なんということでしょう。奇想天外な発想で魔法界を騒がせた魔法の異端児にして天才魔法使いであるユーシアお嬢様が、回復魔法を使うことを忘れるほどとは。

どうやら今回は確実に深刻に痛んでいるようです。


「ヒール。」

「...」


ユーシアお嬢様はアンネの言葉を聞いて回復魔法を使いました。

徐々に痛みは引いていきました。

しかし、ちょうど引く程度で終わりでした。

魔法が終わると、また痛みが戻ってきたのです。

つまり、この痛みは回復は可能ですが、常に発生する種類の痛みだということです。


「うぅぅ...!」


なぜかユーシアお嬢様は涙が止まりませんでした。

まあ、考えてみれば当然のことですね。

理由は分からないのに痛みはひどく、魔法を使って治療しても痛みを一時的に和らげる程度。

何も分からないユーシアお嬢様にとって、これは大きすぎる試練でした。


「まだ痛いんですか?」


ローズはユーシアお嬢様の表情がだいぶ楽になったのを見て尋ねました。

やはり心配なのでしょう。

いつもマイペースで天真爛漫なユーシアお嬢様がボロボロ泣くほど痛いなんて、誰が心配しないでしょうか?
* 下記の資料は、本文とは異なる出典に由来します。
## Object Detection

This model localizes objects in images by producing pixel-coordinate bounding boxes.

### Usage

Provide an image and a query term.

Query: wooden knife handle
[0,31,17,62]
幸いにも、ユーシアお嬢様は今や答えられるほど良くなりました。


「まだ少し痛いけど、この程度なら耐えられるわ。」

「一体どんな実験をしたんですか?」


相変わらずローズの考えは実験の副作用の方に傾いていました。

実際に自分も経験して通り過ぎた時期だったのですが、やはり人は人ですからね...

絶対にそっちには考えが及ばないのでしょう。


「ローズ、お嬢様は私が部屋にお連れします。あなたはライナ様にこのメモを渡してくださいね。」


アンネはメモ帳に何かをサッと書いて1枚破り、ローズの手に握らせました。

混乱している状態のローズに言葉をそのまま伝えさせるのは難しそうだったからです。

それほど博士と助手は混乱していたということです!


「え?はい!」


ローズはアンネが渡したメモを持って、すぐにライナ様のいる場所へ消えていきました。

ああ。ローズはもう見られないのでしょうか?

もちろん冗談です。

メモを渡せばすぐに戻ってくるでしょう。


「お嬢様。まずはお部屋に行きましょう。」


アンネは今やずいぶん重くなったユーシアお嬢様を抱き上げました。

抱かれる年齢はとっくに過ぎていますが、今は直接歩くのは無理そうでした。

ユーシアお嬢様は久しぶりにアンネの胸にすっぽりと抱かれました。

なぜかお母様のライナ様よりもアンネに抱かれることの方が多いようですね!


「アンネェェェ...」

「大丈夫ですから、心配しないでください。ユーシアお嬢様。」


すでにアンネはユーシアお嬢様が痛む理由をある程度察していました。

実はユーシアお嬢様の年齢を考えれば遅すぎるわけではありませんが、少し遅めの感じはあります。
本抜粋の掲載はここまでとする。